史の合唱部取材(4)
「え?何?あなたたち?」
由紀は、他の合唱部員が「史にお願いがある」なんてことは、何も聞いていなかった。
少し戸惑っていると
「あのね、史君!コンクールでピアノ弾いてくれないかな!」
「私たち、史君のピアノで歌いたいの」
由紀にも、「当の史」にも、全く考えもしていない「お願い」である。
「・・・あ・・・それはちょっと・・・取材もできなくなるし・・・」史
「今から急に練習参加なんて無理」由紀
珍しいことに意見が一致する史と由紀であるけれど、他の合唱部員の拍手が始まってしまった。
「えーーーーどうしよう・・・」史
「うーーーん・・・やだーーー史と練習なんて・・・」由紀
「僕だって嫌、学園でも家でも、姉貴と一緒なんて」史
・・・・
いろいろ小声でやりあうけれど、拍手はなりやまない。
二人がためらっていると、音楽室の扉が開いた。
その扉から、山本学園長、三輪担任、元オペラ歌手で合唱部指導者となった岡村が入ってきた。
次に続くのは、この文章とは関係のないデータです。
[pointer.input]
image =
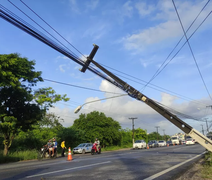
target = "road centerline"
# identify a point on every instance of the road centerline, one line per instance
(79, 167)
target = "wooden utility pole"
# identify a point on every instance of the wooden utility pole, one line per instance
(133, 127)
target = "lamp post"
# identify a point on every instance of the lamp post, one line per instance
(80, 107)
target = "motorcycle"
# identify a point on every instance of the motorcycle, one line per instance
(44, 153)
(94, 150)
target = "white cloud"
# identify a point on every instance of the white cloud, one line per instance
(122, 108)
(167, 99)
(168, 26)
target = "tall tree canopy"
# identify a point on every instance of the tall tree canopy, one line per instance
(20, 106)
(97, 125)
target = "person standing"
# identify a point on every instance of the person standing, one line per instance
(63, 148)
(54, 146)
(97, 142)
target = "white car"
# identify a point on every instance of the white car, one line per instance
(161, 143)
(139, 144)
(190, 141)
(175, 140)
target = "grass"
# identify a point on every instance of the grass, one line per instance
(18, 156)
(206, 172)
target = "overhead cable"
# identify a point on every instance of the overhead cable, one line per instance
(160, 69)
(192, 51)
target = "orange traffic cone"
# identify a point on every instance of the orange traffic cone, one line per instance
(69, 155)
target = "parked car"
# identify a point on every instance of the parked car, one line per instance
(189, 137)
(83, 148)
(183, 141)
(161, 143)
(169, 143)
(175, 140)
(139, 144)
(190, 141)
(153, 143)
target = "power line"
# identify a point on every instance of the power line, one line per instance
(157, 131)
(162, 68)
(79, 86)
(48, 25)
(191, 50)
(133, 127)
(43, 29)
(52, 28)
(156, 73)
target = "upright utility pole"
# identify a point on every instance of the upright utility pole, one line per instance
(202, 129)
(206, 119)
(133, 127)
(164, 134)
(157, 131)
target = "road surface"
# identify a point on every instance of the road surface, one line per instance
(155, 163)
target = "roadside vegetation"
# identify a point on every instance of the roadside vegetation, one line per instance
(26, 123)
(206, 171)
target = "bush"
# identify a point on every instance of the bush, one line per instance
(208, 158)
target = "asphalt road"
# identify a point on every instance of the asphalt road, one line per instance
(155, 163)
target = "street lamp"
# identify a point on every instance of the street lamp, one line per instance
(80, 107)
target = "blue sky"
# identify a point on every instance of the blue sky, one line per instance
(134, 37)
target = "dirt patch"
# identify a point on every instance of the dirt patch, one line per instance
(195, 172)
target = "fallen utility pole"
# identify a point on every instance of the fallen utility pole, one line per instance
(200, 138)
(110, 77)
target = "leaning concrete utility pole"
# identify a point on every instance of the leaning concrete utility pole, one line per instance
(110, 77)
(133, 128)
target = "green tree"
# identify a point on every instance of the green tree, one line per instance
(20, 107)
(126, 137)
(97, 125)
(51, 120)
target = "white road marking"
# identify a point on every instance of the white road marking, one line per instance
(68, 169)
(171, 168)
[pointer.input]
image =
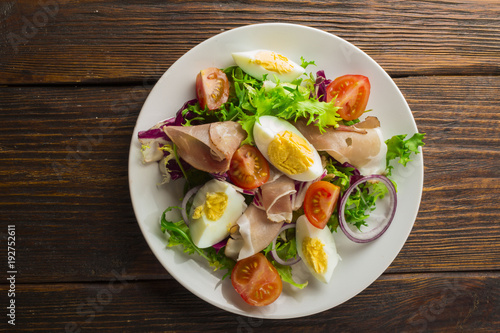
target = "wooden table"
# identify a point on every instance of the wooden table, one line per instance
(81, 263)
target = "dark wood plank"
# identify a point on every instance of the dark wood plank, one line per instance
(75, 221)
(105, 40)
(394, 303)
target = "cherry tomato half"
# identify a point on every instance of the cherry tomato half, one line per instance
(212, 88)
(256, 280)
(248, 168)
(352, 93)
(319, 203)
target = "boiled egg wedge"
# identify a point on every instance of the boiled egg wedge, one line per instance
(287, 149)
(216, 208)
(316, 248)
(258, 63)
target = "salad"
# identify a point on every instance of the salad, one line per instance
(275, 160)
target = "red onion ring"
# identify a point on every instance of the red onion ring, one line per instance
(364, 237)
(188, 196)
(274, 254)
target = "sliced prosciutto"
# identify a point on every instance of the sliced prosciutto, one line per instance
(361, 145)
(255, 234)
(276, 199)
(207, 147)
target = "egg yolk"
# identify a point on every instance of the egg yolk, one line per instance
(316, 257)
(290, 153)
(273, 62)
(214, 206)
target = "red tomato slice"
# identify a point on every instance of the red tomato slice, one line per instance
(352, 93)
(248, 168)
(212, 88)
(319, 203)
(256, 280)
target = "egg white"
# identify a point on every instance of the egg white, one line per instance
(305, 229)
(264, 131)
(246, 61)
(205, 232)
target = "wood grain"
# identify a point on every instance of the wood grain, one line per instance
(75, 182)
(98, 41)
(426, 303)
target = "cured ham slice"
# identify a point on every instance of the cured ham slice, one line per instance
(207, 147)
(255, 234)
(276, 199)
(361, 145)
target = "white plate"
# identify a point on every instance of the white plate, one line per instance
(361, 264)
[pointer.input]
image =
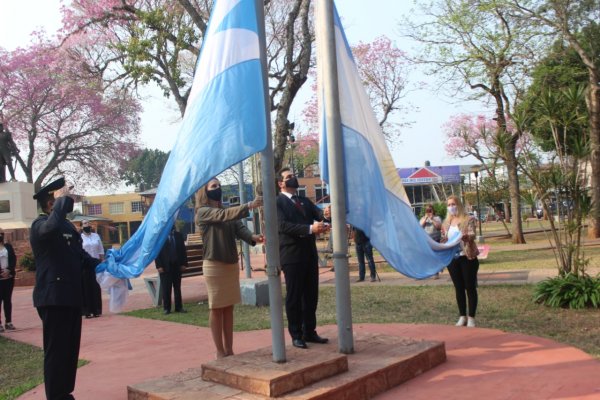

「ああ、史君しだいだよ、でもぜひ出てもらいたいなあ」岡村
「取材の方は、取材として出来ると思うよ、出てみたら?」三輪担任
「学園長としても期待します」山本学園長
「・・・これって、姉貴の策略?」史
「アホ!そんなことするわけないでしょ!」
由紀は史の頭をポカリ。
しかし、そんなことを二人でやっている状況ではない。
「わかりました、今回限りで」
史も、逃げようがなかった。
そして史は、またしても拍手と「史くーん!」という女生徒の歓声に包まれる。
「ああ!このアホの史!家に帰ってピアノをシゴクから」
由紀も仕方がなかった。
ということで、ピアノ伴奏として、史の合唱コンクール出場が決まった。
史の合唱部取材は、史と由紀にとって思いもよらない「宿題」を抱えることになったのである。